This is an experiment to measure the overhead of CGO calls. In particular it measures the difference in performance between standard CGO calls, and batched ones (e.g. make one CGO call that calls five C functions).
See discussion at azul3d-legacy/issues#17
First, we can measure the cost of pushing arguments onto a stack which could have some copy overhead. Note that in this test CGO calls are still passing zero arguments (only batching is actually passing arguments) so with-CGO timings are not useful here:
Batch Size | Calls | stack-arguments | With CGO | With Batching |
---|---|---|---|---|
5 | 350000 | 0 | 45.688143ms | 17.415343ms |
5 | 350000 | 5 | 53.212283ms | 26.057713ms |
5 | 350000 | 10 | 46.108098ms | 36.445277ms |
5 | 350000 | 15 | 46.636866ms | 44.606929ms |
5 | 350000 | 20 | 46.52952ms | 51.624302ms |
5 | 350000 | 25 | 46.161806ms | 59.803066ms |
From which we can determine that:
59.80ms - 17.41ms == 42.39ms
42.39ms / 25 arguments == 1.69ms
Each argument added also adds an additional 1.69ms overhead because of pushing it onto the stack.
Now we can look at the number of calls.

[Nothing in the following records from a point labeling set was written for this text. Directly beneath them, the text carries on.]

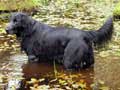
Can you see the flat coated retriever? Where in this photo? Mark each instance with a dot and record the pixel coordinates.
(41, 41)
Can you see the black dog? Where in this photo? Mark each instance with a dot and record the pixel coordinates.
(41, 41)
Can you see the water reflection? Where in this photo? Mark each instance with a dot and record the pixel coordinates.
(15, 67)
(107, 70)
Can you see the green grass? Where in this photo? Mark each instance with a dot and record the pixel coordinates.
(18, 4)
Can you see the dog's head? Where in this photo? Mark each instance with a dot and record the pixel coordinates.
(19, 22)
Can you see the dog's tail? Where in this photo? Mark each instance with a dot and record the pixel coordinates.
(102, 35)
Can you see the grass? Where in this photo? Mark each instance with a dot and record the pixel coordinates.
(18, 4)
(116, 11)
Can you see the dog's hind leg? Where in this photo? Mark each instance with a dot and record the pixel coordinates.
(74, 53)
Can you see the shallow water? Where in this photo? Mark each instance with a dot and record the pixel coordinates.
(16, 66)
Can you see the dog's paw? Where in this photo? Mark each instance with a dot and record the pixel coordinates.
(32, 58)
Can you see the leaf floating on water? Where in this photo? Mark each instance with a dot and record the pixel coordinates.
(67, 88)
(54, 80)
(101, 82)
(32, 81)
(62, 82)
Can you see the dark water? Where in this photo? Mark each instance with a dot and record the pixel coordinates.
(15, 66)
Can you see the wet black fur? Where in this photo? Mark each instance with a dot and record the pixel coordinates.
(41, 41)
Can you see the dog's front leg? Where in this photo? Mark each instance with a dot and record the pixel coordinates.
(31, 56)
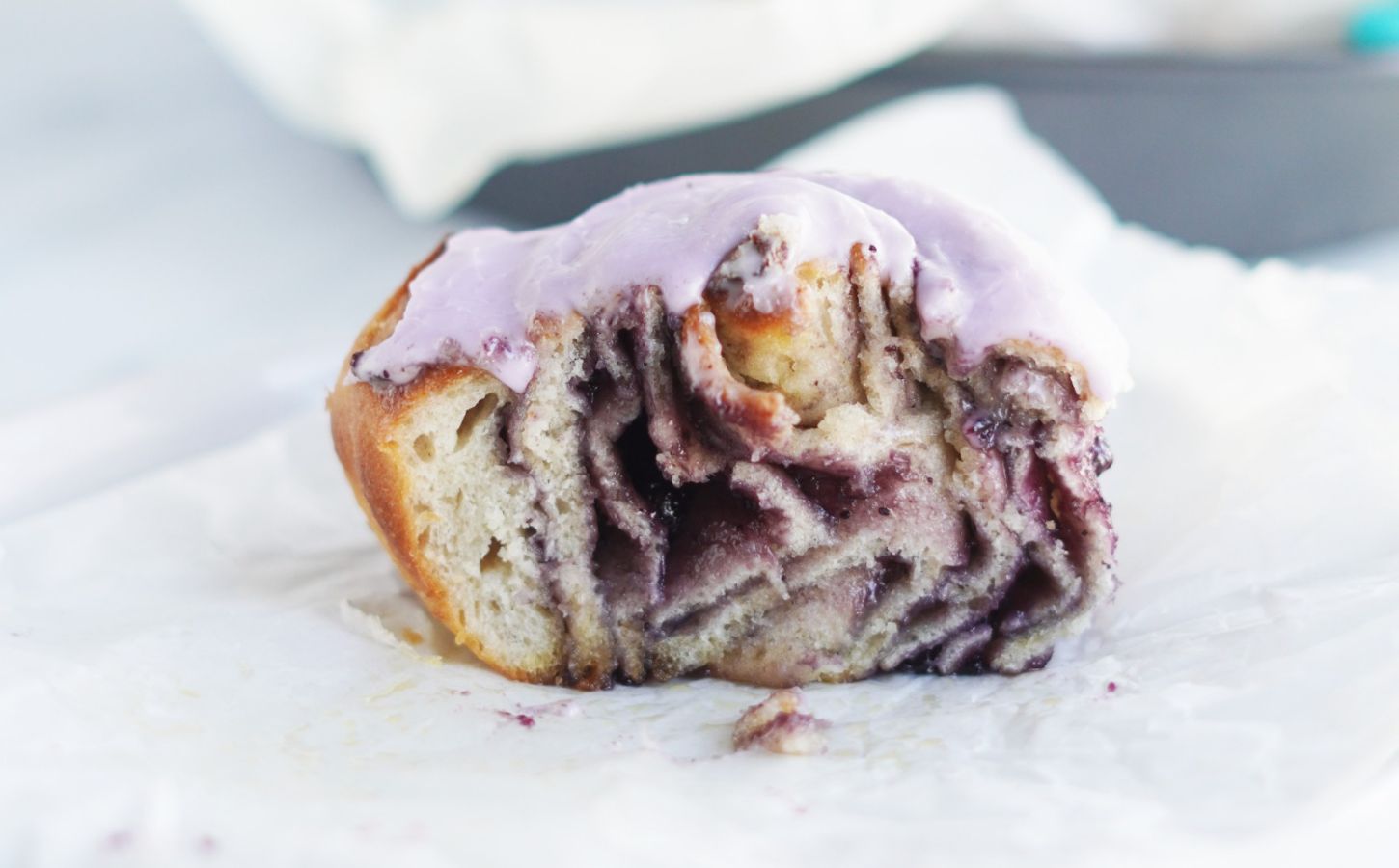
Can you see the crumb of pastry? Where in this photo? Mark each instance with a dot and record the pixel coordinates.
(780, 725)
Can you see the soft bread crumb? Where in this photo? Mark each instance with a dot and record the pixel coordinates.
(780, 725)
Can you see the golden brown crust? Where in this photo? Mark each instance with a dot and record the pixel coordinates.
(361, 420)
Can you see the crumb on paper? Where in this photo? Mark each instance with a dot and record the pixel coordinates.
(780, 725)
(560, 708)
(525, 720)
(372, 625)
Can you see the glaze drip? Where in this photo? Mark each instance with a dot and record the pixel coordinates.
(978, 284)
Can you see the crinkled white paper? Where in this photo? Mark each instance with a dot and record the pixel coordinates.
(438, 94)
(216, 663)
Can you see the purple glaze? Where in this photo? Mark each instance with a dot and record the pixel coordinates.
(978, 283)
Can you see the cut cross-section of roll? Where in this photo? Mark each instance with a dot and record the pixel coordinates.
(774, 428)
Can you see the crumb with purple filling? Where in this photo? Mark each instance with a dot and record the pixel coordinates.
(780, 725)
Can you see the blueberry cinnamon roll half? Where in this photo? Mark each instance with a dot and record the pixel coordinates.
(774, 428)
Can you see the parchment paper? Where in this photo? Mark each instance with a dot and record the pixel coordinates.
(214, 663)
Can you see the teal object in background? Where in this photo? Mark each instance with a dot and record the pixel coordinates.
(1376, 28)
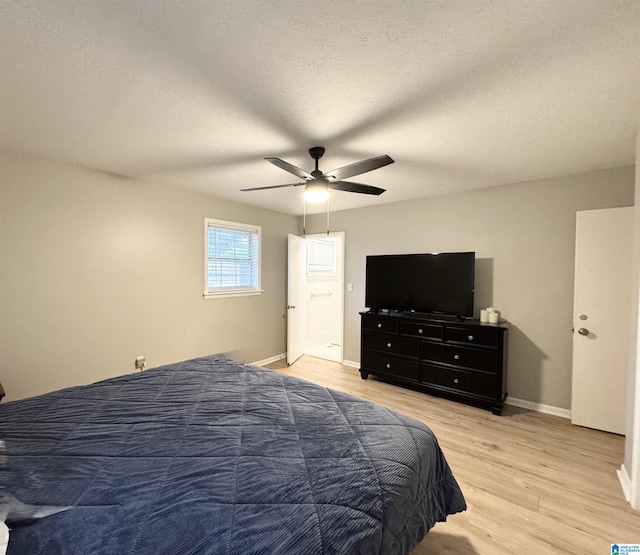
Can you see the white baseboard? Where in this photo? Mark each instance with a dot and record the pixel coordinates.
(351, 363)
(269, 360)
(538, 407)
(625, 482)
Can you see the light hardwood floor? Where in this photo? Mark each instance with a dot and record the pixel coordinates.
(534, 483)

A small OpenGL application might use ~2,000 C calls, a large AAA game might use ~100,000. We can see here that as the number of calls increases the CGO overhead, making it more significant:
Batch Size | Calls | stack-arguments | With CGO | With Batching |
---|---|---|---|---|
5 | 1000 | 5 | 278.877µs | 151.485µs |
5 | 5000 | 5 | 1.31546ms | 743.46µs |
5 | 10000 | 5 | 1.298139ms | 786.134µs |
5 | 100000 | 5 | 15.337915ms | 7.587906ms |
5 | 1000000 | 5 | 132.128883ms | 74.779551ms |
This data shows that even with a small number of C calls (1000) batching of only five C calls at a time, can lower the CGO overhead by roughly 50%.
And one last test, what if we run similar data as above but increase or decrease the batch size (i.e. instead of calling 1 CGO call per five C calls like we did above)
Batch Size | Calls | stack-arguments | With CGO | With Batching |
---|---|---|---|---|
1 | 100000 | 5 | 16.047711ms | 21.62803ms |
5 | 100000 | 5 | 14.696841ms | 7.61242ms |
10 | 100000 | 5 | 13.089094ms | 6.379302ms |
15 | 100000 | 5 | 16.557063ms | 5.781183ms |
20 | 100000 | 5 | 16.550219ms | 5.548122ms |
25 | 100000 | 5 | 14.878079ms | 5.41668ms |
30 | 100000 | 5 | 16.301934ms | 5.53583ms |
From this we can gather that with a batch size of one (which is identical to not using batching at all) we lose some performance (to be expected). And you can see above that the performance gain is not linear, but at around a batch size of 15 we cap out and stop seeing such performance gains.